Income Protection Insurance
- The monthly payout will be a maximum of 75% of the policy holders last pay check.
- The premiums are tax deductible.
- The policy keeps up with current inflation.
- Meets the needs of the policy holder.
- The waiting period before the policy holder is covered is approximately three months. What this means is even though the policy holder has paid his/her monthly premiums he /she may not make a valid claim until the waiting period has lapsed.
- Policy holders tend to over insure in hopes of making up the additional 25% shortfall.
- The policy benefits are only available upon loss of income.
- Should the policy holder pass away the income protection policy will cease.
The monthly premiums for either one of these insurance schemes are not set; they vary according to the following aspects:
- The insurance agency that is used.
- The age of the policy holder.
- The type of insurance coverage.
- The insured amount on the policy i.e. the higher the insured amount is the higher the monthly premiums will be.
- For income protection the monthly premiums depend on the waiting period for payouts. These are selected by the policy holder i.e. the longer the waiting period the lower the premiums.

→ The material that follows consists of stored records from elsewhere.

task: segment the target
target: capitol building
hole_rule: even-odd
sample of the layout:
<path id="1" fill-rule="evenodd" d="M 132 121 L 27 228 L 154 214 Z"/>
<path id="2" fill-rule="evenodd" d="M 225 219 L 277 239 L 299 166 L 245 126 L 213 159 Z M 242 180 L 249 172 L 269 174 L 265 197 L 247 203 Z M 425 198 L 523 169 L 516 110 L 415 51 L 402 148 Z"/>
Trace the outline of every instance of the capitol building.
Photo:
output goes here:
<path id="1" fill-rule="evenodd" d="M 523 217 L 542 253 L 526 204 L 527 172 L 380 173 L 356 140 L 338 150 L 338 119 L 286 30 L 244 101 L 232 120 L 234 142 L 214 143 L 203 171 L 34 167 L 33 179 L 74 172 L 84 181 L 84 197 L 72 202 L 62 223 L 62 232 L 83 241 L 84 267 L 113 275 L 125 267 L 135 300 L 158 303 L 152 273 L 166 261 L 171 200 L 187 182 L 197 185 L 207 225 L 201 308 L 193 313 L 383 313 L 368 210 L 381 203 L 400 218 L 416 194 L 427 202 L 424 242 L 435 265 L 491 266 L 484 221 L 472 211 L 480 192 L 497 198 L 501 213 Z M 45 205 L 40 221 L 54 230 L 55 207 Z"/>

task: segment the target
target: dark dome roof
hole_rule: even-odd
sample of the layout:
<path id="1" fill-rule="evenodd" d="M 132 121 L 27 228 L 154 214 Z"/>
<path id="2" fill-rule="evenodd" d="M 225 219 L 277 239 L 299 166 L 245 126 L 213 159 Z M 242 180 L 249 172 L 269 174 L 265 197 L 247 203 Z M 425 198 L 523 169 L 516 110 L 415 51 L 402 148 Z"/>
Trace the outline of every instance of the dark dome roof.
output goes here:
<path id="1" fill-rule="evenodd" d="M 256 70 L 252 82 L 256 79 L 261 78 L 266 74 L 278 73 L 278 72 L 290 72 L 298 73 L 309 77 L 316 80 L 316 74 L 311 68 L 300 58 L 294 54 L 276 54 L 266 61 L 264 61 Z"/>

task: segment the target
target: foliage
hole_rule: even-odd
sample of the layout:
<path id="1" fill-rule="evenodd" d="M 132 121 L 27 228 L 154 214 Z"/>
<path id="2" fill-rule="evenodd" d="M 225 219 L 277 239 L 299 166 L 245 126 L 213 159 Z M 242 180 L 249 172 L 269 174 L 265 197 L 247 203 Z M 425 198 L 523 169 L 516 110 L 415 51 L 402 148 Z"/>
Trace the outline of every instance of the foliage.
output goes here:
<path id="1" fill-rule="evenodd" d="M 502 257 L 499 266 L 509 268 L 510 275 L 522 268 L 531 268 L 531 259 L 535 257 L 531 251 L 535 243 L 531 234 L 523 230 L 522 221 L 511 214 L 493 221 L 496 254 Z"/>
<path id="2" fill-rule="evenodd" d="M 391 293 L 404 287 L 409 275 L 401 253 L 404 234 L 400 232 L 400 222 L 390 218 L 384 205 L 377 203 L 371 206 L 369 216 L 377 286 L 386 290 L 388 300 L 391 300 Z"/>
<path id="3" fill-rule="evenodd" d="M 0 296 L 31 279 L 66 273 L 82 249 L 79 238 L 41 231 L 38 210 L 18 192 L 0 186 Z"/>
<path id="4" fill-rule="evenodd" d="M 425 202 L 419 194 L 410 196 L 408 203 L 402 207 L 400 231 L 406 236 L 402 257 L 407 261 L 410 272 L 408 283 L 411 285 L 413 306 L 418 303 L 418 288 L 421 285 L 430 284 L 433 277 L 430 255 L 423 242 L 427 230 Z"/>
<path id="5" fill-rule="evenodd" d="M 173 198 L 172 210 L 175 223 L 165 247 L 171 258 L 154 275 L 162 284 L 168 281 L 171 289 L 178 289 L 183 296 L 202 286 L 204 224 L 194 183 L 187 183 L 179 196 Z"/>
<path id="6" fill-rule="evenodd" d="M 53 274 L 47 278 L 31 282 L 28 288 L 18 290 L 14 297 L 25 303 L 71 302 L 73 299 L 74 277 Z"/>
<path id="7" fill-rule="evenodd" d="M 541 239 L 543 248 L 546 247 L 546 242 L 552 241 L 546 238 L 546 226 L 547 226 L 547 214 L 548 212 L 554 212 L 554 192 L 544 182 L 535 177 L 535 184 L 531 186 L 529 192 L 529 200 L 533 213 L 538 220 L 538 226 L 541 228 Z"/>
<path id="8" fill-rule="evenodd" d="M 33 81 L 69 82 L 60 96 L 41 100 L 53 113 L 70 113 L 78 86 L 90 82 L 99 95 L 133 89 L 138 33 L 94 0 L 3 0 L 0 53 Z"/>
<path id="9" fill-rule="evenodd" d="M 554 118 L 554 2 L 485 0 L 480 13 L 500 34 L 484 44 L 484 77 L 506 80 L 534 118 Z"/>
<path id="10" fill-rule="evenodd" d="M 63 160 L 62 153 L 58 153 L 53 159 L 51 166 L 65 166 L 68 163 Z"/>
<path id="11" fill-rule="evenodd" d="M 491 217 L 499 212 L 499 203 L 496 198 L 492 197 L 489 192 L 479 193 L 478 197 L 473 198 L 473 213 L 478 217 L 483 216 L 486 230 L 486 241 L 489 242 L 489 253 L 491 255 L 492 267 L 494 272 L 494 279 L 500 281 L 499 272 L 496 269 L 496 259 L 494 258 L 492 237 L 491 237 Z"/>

Which insurance policy is best?
The question is not which is best but rather which best suites the needs of an individual, personally I would advice a mixture of both to offer complete protection against every eventuality.
Please keep in mind, more often than not people tend to confuse your every day disability insurance which provides a monthly income with lump sum disability insurance which pays out a pre-determined lump sum. As such it is of the utmost importance that you make sure of the type of disability insurance that you are investing in as well as the terms and conditions related to claims.